Question

I'm a system administrator who has full administrative access to a computer lab which dual boots windows and mac machines. I'm looking for a way to prevent users from logging off or shutting down the computer (until my kbox / radmind / bash scripts run at the end of the day.)

Even if you would suggest implementing Active Directory / kiosk mode / other more administratively sound solutions, please don't. Many of the users need administrator access to the computers in order to install their own stuff (albeit temporarily) on the machines. I reimage all of the machines remotely at the end of the day, and I'm confident in that process.

The irony of the situation is that by giving the users administrative access, they could theoretically reverse my changes and find the hidden log off button, or use cmd to shutdown the computer. Don't worry about that. Most, if not all, of the users will be too lazy.

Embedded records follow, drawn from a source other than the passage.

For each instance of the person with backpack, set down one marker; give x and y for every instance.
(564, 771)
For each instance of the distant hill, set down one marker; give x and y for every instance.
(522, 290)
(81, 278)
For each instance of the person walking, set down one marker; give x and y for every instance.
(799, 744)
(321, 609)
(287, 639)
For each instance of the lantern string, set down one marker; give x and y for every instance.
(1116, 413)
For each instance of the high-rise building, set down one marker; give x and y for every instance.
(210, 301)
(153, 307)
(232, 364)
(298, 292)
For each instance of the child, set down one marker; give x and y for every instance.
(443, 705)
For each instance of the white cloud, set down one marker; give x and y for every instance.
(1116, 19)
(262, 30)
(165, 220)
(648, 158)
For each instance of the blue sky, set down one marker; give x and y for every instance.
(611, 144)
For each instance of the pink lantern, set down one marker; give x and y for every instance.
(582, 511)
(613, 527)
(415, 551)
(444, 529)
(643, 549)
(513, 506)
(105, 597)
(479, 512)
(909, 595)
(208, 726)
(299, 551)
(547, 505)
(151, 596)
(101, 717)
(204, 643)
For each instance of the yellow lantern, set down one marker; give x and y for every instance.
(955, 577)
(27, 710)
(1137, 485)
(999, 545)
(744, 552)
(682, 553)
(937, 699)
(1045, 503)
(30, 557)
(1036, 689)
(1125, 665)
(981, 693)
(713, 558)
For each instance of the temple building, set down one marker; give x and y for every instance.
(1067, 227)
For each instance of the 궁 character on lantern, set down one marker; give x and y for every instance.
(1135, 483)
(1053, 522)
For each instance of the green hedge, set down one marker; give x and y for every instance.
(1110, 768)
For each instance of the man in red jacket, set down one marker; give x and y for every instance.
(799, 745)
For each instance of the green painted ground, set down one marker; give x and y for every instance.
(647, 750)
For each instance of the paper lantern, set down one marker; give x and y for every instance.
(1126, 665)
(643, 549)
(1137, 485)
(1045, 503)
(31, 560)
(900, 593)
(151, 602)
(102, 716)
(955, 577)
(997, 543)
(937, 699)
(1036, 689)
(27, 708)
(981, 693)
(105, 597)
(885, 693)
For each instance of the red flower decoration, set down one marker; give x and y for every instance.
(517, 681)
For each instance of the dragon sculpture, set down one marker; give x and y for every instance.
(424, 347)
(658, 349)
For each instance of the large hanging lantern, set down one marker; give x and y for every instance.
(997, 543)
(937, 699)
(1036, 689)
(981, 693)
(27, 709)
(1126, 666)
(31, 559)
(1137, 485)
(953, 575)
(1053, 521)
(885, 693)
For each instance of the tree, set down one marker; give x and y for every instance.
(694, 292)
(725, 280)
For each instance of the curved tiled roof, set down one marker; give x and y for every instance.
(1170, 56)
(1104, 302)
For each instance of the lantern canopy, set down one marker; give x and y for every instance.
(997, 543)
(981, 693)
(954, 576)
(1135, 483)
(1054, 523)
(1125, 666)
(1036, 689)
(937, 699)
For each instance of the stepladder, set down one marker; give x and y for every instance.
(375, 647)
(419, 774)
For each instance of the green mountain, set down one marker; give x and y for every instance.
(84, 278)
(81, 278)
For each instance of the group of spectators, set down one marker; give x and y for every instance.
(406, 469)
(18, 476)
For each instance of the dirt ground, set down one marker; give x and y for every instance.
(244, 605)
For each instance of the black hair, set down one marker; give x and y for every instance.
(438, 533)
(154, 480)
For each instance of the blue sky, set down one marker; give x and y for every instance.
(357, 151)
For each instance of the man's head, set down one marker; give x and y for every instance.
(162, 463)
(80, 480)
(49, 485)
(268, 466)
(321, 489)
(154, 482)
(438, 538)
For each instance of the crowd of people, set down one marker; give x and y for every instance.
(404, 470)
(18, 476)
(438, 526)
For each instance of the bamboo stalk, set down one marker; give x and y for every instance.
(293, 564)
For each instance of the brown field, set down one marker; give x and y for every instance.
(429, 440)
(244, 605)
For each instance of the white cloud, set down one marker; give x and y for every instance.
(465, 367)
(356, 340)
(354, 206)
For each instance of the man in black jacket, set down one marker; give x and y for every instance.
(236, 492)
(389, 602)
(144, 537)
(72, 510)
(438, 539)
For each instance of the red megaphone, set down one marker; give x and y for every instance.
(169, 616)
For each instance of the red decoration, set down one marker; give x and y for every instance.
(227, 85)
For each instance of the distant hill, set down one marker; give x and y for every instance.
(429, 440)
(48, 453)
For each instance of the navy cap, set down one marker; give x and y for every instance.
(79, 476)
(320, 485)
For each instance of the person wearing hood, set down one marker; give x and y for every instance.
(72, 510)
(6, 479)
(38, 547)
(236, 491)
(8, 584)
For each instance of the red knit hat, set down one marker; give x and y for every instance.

So how do I properly hide the log-off button that is usually at the bottom of the start menu? And how do I hide it on the task manager?

I've tried editing the group policy (gpedit.msc) as specified here. It doesn't work / I'm not sure which options to definitively enable to remove the button.

Using software is an option, but Windows is smart enough to have a force logoff override thingy if a program is blocking shutdown or logoff. Which sucks for me.

Thank you all so much.

Was it helpful?

Solution

There are group and local policies available to remove Log Off from both the Start Menu and the Ctrl-Alt-Del screen.